Mar 29, 2007
Its been a while since I blogged about Conduit, and a lot has been going on. My main task has been working on the conflict resolution UI and on tweaking the conversions between datatypes so as to maintain maximum fidelity. John Carr, the other main Conduit contributor has also been working on some awesome stuff.
Conflict Resolution
During the synchronization process a conflict can occur in any of the following scenarios
-
In a one way synchronization, if the destination data is newer that the source data (the exported data shoud not clobber user updated data case)
-
In a two way sync when the destination data has been modified since the last synchronization (the two computers sync to the same location but both have had source changes case)
-
In any situation when (for backend specific reasons) a comparison between data is unable to determine which is newer than the other.
-
A piece of source data has been deleted and the user has selected a synchronization policy in effect which states they want to be certain before deleting the last remaining copy of that data at the destination. (I handle delete as a special case of a conflict)
Dataprovider backends communicate conflicts to the UI via signals.

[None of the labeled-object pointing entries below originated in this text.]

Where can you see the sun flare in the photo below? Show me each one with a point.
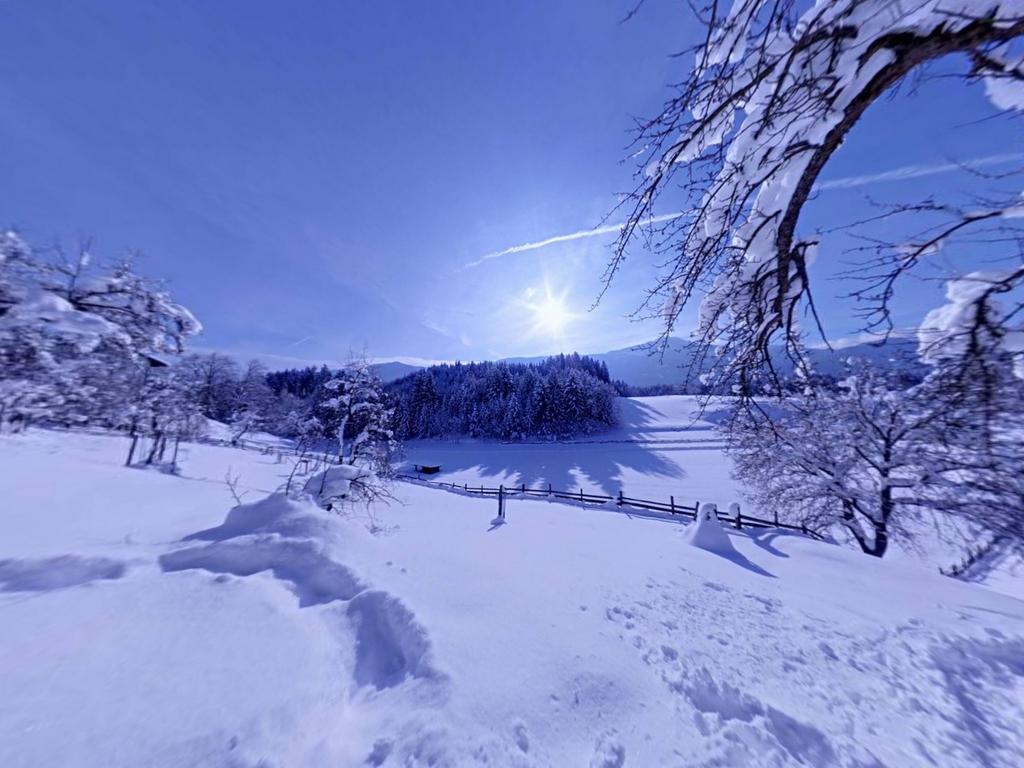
(551, 314)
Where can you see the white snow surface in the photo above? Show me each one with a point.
(146, 624)
(707, 532)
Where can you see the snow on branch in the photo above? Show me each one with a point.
(773, 92)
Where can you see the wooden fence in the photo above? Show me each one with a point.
(672, 508)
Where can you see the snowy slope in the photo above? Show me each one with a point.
(144, 625)
(664, 446)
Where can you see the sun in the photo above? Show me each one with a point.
(551, 314)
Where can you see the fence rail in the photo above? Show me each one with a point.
(674, 508)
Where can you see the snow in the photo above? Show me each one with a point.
(334, 483)
(664, 446)
(148, 623)
(707, 532)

The UI has access to the conflicting data so can offer the user the ability to compare which is newer. Conflicts use the same arrow metaphor that the main UI uses and can either be resolved in the main window, or be shown with more detail in their own window.

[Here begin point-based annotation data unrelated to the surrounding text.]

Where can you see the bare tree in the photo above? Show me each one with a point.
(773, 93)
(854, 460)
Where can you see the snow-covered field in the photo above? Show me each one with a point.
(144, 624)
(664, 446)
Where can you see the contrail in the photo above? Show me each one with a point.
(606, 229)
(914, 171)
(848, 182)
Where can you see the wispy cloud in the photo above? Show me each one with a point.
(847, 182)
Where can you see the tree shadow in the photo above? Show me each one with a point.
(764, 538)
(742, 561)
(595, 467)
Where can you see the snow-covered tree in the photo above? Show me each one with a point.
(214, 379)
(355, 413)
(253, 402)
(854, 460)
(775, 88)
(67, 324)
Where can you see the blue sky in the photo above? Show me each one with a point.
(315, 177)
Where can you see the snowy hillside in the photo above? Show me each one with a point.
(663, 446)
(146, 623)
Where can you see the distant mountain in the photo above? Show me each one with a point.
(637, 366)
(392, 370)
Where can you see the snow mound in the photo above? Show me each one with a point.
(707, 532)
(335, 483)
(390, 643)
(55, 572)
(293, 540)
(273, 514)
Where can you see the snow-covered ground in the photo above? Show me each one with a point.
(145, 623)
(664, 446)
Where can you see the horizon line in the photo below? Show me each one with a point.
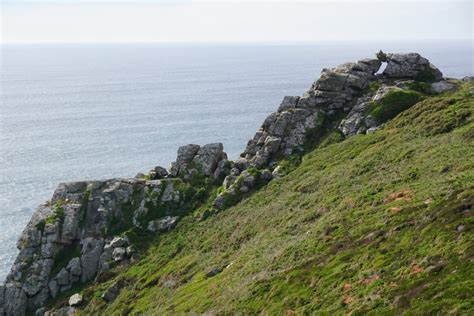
(286, 42)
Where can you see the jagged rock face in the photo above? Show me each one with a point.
(286, 131)
(77, 217)
(196, 160)
(85, 217)
(411, 66)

If the data has set a (gnome-open'able) URI then the user can view the data at this location and decide which is newer. For example, a user is synchronizing his Tomboy notes via an iPod. If there is a conflict in this scenario then clicking Compare will cause Tomboy to show the local note and will launch a text editor to inspect the conflicting note off the iPod. (Lazyweb request: Any idea on how I might arrange the windows side-by-side via libwnck for example).
Fidelity
The main difficulty with synchronizing different datatypes, or the same datatypes but via a middleman is maintaining fidelity (that is not losing any information) during the whole process. In the case of contact or calendar data then the default would be to support just standard datatypes (vcard, ical, etc).
-
Opensync 0.30 is looking to define their own XML schema for basic datatypes, and I would support this idea and likely adopt the same schema.
-
Apple .mac uses strict datatypes and pushes everything to a central server. One alternative to maintaining fidelity is to keep data in all formats but maintain a single canonical source of modification times, and perform conversions (even if they lose fidelity) only when needed from this central store.
This leads onto my next suggestion Having an optional central repository (like .mac) not only addresses some of the difficulties of maintaining fidelity through conversion but also opens up some other use-cases which the open source world has not addressed.
-
Online editing of tomboy notes while also being able to sync them on multiple computers (I can currently do this through backpackit.com but the conversions lose fidelity/information)
-
Synchronize desktop settings (wallpaper, theme, nautilus prefs, etc between two computers)
-
One click file sync with no configuration.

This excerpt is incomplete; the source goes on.